There are various ways of deploying your app. We'll quickly look at each option - more details(custom domains, multiple environments) in the Go live! section of the Roadmap/Tutorial.

Vanilla version of the UI/admin

Heroku

Sometimes, you want to first get the UI right before you start dividing it into components and injecting live data. Editing and exploring ideas works faster when you're only concerned with HTML and CSS.

You'll need to deploy the finished HTML mocks somewhere, so you can show it to your team members, partners and investors. We recommend you deploy to Heroku. Here's how to do it.

Clone the basic-admin repo, and navigate to the folder. Then run

npm run dev

You will notice a new folder appears, called /build. What happens is webpack translates your source files into something a browser can understand.

Open the /deploy folder. You'll notice it contains a /build folder, and a basic express app. This is what we'll use to do the actual deploy. First, create and install the heroku CLI toolblert.
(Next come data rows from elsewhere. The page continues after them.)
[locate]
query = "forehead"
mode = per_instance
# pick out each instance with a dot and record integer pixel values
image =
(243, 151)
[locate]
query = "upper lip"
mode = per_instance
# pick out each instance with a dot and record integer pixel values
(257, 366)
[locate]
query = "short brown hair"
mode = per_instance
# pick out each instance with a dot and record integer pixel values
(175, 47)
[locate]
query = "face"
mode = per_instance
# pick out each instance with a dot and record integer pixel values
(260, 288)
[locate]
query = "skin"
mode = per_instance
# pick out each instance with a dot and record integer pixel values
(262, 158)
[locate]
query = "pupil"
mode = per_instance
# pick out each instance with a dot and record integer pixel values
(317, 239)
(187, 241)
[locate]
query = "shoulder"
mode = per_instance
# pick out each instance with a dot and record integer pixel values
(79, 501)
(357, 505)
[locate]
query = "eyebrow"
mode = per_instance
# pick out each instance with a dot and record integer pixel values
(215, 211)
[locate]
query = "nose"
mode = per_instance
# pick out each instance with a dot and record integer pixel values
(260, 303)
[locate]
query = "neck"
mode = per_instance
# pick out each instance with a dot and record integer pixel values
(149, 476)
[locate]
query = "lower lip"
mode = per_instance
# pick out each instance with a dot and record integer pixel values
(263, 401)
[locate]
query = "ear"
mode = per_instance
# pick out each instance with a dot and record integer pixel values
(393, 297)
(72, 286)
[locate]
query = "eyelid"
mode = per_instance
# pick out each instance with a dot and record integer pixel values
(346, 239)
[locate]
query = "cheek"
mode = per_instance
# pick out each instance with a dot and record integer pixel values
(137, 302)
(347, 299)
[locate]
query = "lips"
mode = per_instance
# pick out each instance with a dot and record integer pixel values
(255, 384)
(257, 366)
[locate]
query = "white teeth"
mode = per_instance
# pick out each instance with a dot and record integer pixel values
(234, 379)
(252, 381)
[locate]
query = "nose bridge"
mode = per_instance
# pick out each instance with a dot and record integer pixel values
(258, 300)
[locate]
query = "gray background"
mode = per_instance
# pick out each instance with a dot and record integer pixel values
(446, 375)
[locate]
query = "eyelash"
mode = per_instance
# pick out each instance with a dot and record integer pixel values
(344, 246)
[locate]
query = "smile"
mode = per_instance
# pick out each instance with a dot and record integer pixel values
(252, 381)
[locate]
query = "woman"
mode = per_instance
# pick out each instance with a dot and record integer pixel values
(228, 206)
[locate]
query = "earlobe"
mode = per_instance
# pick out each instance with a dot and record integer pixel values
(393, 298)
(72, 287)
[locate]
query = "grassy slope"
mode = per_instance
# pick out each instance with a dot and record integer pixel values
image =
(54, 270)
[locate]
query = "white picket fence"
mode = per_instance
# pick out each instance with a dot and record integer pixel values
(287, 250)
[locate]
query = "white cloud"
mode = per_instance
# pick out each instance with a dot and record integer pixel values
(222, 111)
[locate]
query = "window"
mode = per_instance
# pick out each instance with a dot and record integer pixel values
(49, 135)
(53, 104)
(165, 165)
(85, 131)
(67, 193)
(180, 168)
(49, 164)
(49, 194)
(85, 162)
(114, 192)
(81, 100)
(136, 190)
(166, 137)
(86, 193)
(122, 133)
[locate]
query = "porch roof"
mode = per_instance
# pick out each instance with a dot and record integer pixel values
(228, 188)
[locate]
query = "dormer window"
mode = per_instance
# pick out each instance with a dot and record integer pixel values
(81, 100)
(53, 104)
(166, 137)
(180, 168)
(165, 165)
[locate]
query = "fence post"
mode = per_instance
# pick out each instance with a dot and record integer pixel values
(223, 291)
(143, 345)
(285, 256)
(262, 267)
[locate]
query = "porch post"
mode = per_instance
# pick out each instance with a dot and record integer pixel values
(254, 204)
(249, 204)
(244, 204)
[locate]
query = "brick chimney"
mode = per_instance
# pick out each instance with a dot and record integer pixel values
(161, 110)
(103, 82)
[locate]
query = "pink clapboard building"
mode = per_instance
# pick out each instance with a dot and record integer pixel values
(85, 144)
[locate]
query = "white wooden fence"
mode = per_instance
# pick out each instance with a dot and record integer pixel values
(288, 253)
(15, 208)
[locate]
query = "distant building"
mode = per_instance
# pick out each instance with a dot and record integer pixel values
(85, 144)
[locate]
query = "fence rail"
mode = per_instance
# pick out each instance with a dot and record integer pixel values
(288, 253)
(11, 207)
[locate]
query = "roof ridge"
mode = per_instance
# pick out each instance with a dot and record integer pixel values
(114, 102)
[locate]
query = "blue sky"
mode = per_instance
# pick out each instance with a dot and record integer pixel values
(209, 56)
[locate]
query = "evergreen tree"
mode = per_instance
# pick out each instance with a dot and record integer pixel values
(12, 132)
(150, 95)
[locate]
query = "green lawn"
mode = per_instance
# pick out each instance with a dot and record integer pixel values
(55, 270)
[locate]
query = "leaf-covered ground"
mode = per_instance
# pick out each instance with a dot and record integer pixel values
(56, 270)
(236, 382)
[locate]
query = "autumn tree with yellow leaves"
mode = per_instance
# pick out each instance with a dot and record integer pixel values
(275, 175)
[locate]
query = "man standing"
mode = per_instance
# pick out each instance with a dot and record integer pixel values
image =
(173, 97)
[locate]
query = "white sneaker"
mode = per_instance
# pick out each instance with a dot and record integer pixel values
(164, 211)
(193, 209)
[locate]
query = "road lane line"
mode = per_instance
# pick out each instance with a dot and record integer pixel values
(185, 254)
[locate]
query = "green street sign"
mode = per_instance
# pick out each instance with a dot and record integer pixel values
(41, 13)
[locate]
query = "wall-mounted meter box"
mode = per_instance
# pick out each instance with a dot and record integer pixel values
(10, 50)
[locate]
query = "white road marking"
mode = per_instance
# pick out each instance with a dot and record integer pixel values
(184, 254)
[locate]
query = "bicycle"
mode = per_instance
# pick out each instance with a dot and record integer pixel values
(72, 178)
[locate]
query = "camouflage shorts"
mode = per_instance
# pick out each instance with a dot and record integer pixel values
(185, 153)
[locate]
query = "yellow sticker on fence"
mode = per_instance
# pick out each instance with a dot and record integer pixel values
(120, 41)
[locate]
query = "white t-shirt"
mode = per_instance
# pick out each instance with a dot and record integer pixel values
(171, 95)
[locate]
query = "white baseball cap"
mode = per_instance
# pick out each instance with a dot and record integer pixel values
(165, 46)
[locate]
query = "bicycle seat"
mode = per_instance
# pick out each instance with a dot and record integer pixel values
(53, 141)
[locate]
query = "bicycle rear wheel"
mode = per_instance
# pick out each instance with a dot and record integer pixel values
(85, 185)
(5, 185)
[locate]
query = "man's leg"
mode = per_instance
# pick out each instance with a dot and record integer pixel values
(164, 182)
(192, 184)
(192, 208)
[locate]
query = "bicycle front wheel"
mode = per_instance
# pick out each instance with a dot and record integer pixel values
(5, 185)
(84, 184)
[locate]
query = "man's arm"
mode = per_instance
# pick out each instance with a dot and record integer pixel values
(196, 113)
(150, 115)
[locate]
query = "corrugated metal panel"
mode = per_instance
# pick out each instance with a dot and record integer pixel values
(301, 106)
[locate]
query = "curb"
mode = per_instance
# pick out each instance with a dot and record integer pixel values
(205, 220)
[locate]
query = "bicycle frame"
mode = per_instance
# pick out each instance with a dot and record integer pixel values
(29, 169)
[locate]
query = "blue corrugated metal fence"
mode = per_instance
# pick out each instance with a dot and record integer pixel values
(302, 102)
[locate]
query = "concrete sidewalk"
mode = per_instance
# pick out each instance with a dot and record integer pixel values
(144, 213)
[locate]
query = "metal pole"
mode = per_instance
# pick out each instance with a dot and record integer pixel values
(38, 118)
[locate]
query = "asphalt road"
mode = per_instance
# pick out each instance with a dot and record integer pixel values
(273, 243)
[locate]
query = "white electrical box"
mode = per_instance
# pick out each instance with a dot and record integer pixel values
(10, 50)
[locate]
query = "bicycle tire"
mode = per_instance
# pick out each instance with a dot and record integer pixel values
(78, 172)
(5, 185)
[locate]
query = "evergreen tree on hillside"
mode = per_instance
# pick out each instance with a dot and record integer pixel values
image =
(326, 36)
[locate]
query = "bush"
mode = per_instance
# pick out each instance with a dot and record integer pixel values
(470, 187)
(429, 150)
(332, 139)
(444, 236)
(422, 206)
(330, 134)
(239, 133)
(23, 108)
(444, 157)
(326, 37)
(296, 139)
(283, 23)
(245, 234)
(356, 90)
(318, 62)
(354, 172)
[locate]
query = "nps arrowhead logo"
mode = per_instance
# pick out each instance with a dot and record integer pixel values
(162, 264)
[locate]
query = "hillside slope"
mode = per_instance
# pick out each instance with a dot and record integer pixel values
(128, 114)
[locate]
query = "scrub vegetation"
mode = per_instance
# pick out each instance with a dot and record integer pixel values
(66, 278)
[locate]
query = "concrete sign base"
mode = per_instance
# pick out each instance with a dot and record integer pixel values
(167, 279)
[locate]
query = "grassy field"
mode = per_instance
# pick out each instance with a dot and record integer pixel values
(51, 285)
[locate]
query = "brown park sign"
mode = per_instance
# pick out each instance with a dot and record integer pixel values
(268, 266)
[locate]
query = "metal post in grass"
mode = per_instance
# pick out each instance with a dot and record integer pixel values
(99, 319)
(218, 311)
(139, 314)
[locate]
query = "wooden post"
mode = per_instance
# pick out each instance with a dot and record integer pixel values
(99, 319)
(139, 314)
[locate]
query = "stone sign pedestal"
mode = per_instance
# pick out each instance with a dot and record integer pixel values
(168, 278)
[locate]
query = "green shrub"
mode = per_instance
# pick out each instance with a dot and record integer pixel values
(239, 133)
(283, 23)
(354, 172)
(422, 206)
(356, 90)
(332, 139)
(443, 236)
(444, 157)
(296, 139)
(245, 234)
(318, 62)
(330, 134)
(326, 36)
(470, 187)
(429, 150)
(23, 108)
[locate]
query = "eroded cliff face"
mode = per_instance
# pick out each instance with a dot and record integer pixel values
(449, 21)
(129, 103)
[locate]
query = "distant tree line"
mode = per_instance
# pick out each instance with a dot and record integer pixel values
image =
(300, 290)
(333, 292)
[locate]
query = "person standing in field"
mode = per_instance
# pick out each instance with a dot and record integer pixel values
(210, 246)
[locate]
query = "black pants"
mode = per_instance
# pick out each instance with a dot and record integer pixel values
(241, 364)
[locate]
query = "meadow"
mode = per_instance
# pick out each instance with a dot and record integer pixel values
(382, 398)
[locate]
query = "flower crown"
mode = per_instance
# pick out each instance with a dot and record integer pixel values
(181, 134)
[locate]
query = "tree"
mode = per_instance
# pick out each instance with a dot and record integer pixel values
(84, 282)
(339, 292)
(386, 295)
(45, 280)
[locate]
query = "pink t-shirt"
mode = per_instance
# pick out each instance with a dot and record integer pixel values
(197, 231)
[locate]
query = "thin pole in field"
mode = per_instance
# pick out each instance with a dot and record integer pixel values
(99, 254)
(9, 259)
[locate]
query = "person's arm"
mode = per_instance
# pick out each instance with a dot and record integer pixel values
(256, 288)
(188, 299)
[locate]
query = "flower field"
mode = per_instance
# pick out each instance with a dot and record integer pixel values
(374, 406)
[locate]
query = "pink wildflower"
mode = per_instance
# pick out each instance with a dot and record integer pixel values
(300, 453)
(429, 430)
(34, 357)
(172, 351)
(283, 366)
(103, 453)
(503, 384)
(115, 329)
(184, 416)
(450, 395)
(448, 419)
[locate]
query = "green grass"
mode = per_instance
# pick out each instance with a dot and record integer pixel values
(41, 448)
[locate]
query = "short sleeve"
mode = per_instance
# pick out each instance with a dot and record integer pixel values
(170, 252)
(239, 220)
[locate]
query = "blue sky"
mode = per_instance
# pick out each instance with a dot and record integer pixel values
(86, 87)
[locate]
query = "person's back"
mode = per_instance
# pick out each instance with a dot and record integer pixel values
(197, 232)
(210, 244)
In the deploy folder, run heroku create

, then

git push heroku master

If successful, you should see something similar to this:

Running heroku open should show your dashboard, in all it's splendor.

Dashboard Hero version

Now

In your terminal, navigate to your project folder.

npm install -g now
npm run build
cd public
now

Surge

Install surge if you haven't already:

npm install -g surge

Then, from within your project folder:

npm run build
surge public

Firebase

Install the firebase CLI. Navigate to your /public folder and run

firebase init

Follow the on-screen instructions, and then run

firebase deploy

We'll look at how to deploy multiple app profiles(dev/staging/production) and at what's going on behind the scenes in the Architecture section.